Lloyd Lets Beauty Reign At Guimarães Jazz Fest

Nick Hasted
Tuesday, December 3, 2019

Veteran saxophonist among the highlights at annual Portuguese fest

Charles Lloyd (© Guimarães Jazz 2019, CCVF, Júlia Fernandes)
Charles Lloyd (© Guimarães Jazz 2019, CCVF, Júlia Fernandes)

Charles Lloyd’s 82nd year has found him back in Europe, teasing out the differing personalities of guitarists Julian Lage and Marvin Sewell at Ronnie’s, and revisiting Wild Man Dance with an orchestra in Poland. Here, in northern Portugal, his Kindred Spirits band is arranged more conventionally than on Frith Street, with Lage replaced by pianist Gerald Clayton. Lloyd’s ongoing renaissance remains quite as impressive as his original quartet’s million-selling, Fillmore-filling pomp, opening the 26th Guimarães Jazz Festival unimprovably.

He moseys on in beanie hat and jumper, a beatifically hip old cat whose free spirit and loyalty to melody prove inseparable. So much mood, rhythm and momentum pass through a capaciously inclusive ‘Lift Every Voice and Sing’, a ballad redolent of Beale Street which becomes a jagged band maelstrom. Lloyd gives minimalist brilliance to simple slips of tunes. His eccentric, kind man’s dance to his own music, meanwhile, only compares on the contemporary stage to Bob Dylan.

‘La Llorona’ seems a lengthy classical piano piece till Lloyd’s forceful, raw-edged rejoinder, Sewell’s high, thin-air wails and a majestic Lloyd ending of fairy tale rightness. During ‘Dismal Swamp’, he’s under the piano lid like a blues mechanic, shaking maracas and extracting juju. “There’s still all that ugliness out there, and I want to wipe it out with beauty,” Lloyd let it be known on the sleeve of 1969’s Soundtrack. Looking at his lifetime of music in the neighbouring shop afterwards, I’m teary with love at this man’s tireless mission.

When the misty rain shrouding Guimarães’s mountains during this autumn festival lifts, ancient stone churches become places of deep shadow and golden light.

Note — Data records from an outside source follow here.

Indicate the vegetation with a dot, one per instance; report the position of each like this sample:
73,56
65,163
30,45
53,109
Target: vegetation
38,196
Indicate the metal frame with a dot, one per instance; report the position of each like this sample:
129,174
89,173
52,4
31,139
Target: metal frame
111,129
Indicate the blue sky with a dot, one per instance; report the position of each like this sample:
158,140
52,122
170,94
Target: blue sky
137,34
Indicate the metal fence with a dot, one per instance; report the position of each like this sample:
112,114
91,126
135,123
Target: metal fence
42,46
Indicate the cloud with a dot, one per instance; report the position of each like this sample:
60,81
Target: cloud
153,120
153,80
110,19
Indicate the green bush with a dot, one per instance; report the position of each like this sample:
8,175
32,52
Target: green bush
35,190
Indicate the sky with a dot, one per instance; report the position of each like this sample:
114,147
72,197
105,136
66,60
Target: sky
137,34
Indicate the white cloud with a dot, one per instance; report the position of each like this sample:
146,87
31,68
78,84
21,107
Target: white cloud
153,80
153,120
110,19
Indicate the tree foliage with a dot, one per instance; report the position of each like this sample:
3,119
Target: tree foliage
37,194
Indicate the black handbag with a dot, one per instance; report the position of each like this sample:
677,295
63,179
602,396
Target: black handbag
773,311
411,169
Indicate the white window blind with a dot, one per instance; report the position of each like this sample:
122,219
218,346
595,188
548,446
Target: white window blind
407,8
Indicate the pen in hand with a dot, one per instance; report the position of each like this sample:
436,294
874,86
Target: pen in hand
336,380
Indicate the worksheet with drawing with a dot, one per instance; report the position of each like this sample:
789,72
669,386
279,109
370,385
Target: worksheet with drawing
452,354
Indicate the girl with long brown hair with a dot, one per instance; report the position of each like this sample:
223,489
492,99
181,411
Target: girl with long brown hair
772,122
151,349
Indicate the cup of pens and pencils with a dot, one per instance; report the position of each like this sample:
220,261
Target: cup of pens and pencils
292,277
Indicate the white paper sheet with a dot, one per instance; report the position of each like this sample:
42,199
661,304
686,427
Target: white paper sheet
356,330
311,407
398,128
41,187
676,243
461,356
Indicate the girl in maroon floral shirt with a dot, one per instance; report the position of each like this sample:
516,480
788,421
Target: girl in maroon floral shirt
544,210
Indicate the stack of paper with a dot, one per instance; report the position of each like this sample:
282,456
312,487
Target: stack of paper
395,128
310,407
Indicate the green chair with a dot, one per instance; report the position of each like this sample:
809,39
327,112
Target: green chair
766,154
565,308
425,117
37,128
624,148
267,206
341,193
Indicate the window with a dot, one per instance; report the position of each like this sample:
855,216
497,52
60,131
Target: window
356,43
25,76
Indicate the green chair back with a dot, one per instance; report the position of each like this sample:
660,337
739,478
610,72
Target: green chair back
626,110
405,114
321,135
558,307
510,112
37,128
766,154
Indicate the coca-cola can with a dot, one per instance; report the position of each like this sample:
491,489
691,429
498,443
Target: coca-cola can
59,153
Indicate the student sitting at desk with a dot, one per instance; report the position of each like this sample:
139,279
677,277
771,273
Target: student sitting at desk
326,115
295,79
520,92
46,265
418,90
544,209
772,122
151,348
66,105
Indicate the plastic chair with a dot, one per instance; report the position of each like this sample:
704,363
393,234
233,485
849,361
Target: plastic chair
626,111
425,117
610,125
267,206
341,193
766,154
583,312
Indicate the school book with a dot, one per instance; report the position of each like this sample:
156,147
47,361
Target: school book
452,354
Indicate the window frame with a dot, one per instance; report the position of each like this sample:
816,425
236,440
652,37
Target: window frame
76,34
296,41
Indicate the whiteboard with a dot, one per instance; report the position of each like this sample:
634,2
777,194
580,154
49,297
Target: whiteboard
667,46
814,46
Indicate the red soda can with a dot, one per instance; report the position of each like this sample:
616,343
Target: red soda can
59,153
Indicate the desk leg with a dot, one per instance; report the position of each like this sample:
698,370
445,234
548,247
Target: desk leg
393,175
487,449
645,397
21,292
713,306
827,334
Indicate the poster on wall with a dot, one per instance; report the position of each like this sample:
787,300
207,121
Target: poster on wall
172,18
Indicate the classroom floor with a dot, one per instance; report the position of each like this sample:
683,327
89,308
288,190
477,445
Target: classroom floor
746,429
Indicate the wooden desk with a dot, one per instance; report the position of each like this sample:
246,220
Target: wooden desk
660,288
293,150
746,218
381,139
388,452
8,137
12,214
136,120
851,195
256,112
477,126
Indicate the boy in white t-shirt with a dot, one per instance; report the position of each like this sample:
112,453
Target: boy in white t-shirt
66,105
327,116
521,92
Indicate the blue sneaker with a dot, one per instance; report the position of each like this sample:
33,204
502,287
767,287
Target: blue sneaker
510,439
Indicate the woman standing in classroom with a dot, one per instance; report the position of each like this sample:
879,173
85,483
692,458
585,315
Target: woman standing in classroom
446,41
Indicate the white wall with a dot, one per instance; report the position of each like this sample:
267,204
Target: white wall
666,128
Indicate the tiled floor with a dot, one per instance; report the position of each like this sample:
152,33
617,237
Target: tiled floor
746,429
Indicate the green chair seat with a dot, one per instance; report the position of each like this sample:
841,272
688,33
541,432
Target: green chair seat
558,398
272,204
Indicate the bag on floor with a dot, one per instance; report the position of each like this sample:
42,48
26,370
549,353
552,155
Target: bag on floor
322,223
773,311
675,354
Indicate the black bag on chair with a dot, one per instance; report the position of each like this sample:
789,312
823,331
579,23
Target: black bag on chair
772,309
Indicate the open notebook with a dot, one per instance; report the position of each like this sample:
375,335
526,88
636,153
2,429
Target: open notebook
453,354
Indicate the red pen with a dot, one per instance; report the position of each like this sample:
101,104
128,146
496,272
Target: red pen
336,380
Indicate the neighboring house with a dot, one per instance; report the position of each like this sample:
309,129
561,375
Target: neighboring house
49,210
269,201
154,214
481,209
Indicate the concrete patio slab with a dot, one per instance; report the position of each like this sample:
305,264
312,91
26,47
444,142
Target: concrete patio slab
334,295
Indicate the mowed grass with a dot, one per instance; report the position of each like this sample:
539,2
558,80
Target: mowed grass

This small city’s extensive mediaeval centre gives it a disproportionately rich cultural heart, and my four nights here miss another big-hitting saxophonist, Joe Lovano, but catch Antonio Sanchez, Vijay Iyer and Craig Taborn.

Sanchez’s Migration band are far more convincing live than on their recent album Lines in the Sand. “Do you have a warrant?” a sampled voice asks, as a siren sounds and children cry. Sanchez declares his stand as a master musician who emigrated from Mexico to the USA, and now sees his desperate compatriots “demonised and ostracised and politicised”, thanks to empathy’s erosion. His quintet splits up and recombines its distinct, purposefully blended voices, Thana Alexa a particular asset on vocals and electronics. John Escreet, wearing a mustard onesie he’d regret back in Doncaster, is lovely on electric piano, and abrasive on a Fender Rhodes solo like a Hammond dragged through a hedge backwards. The Oscar-winning Sanchez proves a modest bandleader, his mallet drawing the subtlest shiver from a cymbal at the end of ‘Long Road’, and playing only one major, resourceful solo.

Vijay Iyer and Craig Taborn start their ECM project, The Transitory Poems, with Iyer chipping away at high notes like an ice-pick. Their parallel, mutually unseen piano improv pulls at each other’s hands like psychic marionettes, causing brain-busting double-density, but a tendency to blocky, chopping rhythms. Even the nervous fusillades of coughs suit a classical gig, and without the record’s ECM glow, it’s a hard night to love.

Trio Oliva/Boisseau/Rainey are led by French pianist Stéphan Oliva, whose soundtrack work is shown in his warmly romantic playing on cinematic titles such as ‘Gene Tierney’. Downtown drumming veteran Tom Rainey whips his kit like a reckless jockey, rubs its skins like a potter’s wheel, and is overheard later telling a ribald New York jazz joke with similar, characterful relish.

Chicagoan Geof Bradfield is Guimarães’s artist-in-residence and secret weapon. He cheerfully encourages local talent with his quintet at late-night jams, many of whom pop up again in Porto’s ESMAE jazz school Big Band and String Ensemble, who Bradfield conducts in his own compositions, a Brazilian dance dedicated to Hermeto Pascoal, Ligeti and Shorter. A student trombonist fights through to a strong solo, amid more enjoyable dynamics and colour than is common at such gigs. Later, the annual Porta-Jazz/Guimarães Jazz multi-disciplinary collaboration pairs Valter Fernandez’s hip-hop dancing with a quartet in visually alarming mutual improv. “Everybody has been so tremendously gracious,” Bradfield observes, and that quality defines Guimarães’s gentle people.